Scientific classification
- Kingdom: Fungi
- Division: Ascomycota
- Class: Lecanoromycetes
- Order: Lecanorales
- Family: Ramalinaceae
- Genus: Ramalina
- Species: R. riparia
- Binomial name: Ramalina riparia D.Blanchon, J.Braggins & A.Stewart

= Ramalina riparia =

- Genus: Ramalina
- Species: riparia
- Authority: D.Blanchon, J.Braggins & A.Stewart
- Conservation status: NU

Species of lichen-forming fungus

Ramalina riparia is a species of corticolous lichen (bark-dwelling) in the family Ramalinaceae. The species was described in 1996 by Dan Blanchon, John E. Braggins and Alison Stewart. It is found in the South Island of New Zealand.

== Description ==

Ramalina riparia is yellow green in colour, and has erect dense branches typically measuring between 1-3 cm in height, with a width of up to 2 mm. The species is dichotomous, inflated, perforate, and has attenuate apices.

== Taxonomy ==

The species was first described in 1996 by Dan Blanchon, John E. Braggins and Alison Stewart. The species epithet "riparia" refers to the species often being found on the banks of streams or rivers.

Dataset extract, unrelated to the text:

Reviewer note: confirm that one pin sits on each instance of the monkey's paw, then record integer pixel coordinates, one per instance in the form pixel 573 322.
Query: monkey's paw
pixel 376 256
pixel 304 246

== Distribution and habitat ==

The species is endemic to New Zealand, found in the South Island of New Zealand primarily in eastern Southland and the southern Otago Region, especially at the mouths of the Taieri River and Akatore River.

== Ecology ==

The species is corticolous, typically found in native forest remnants on river banks and forest margins, on the bark and twigs of trees such as Melicope simplex, Myrsine divaricata and species of Carmichaelia.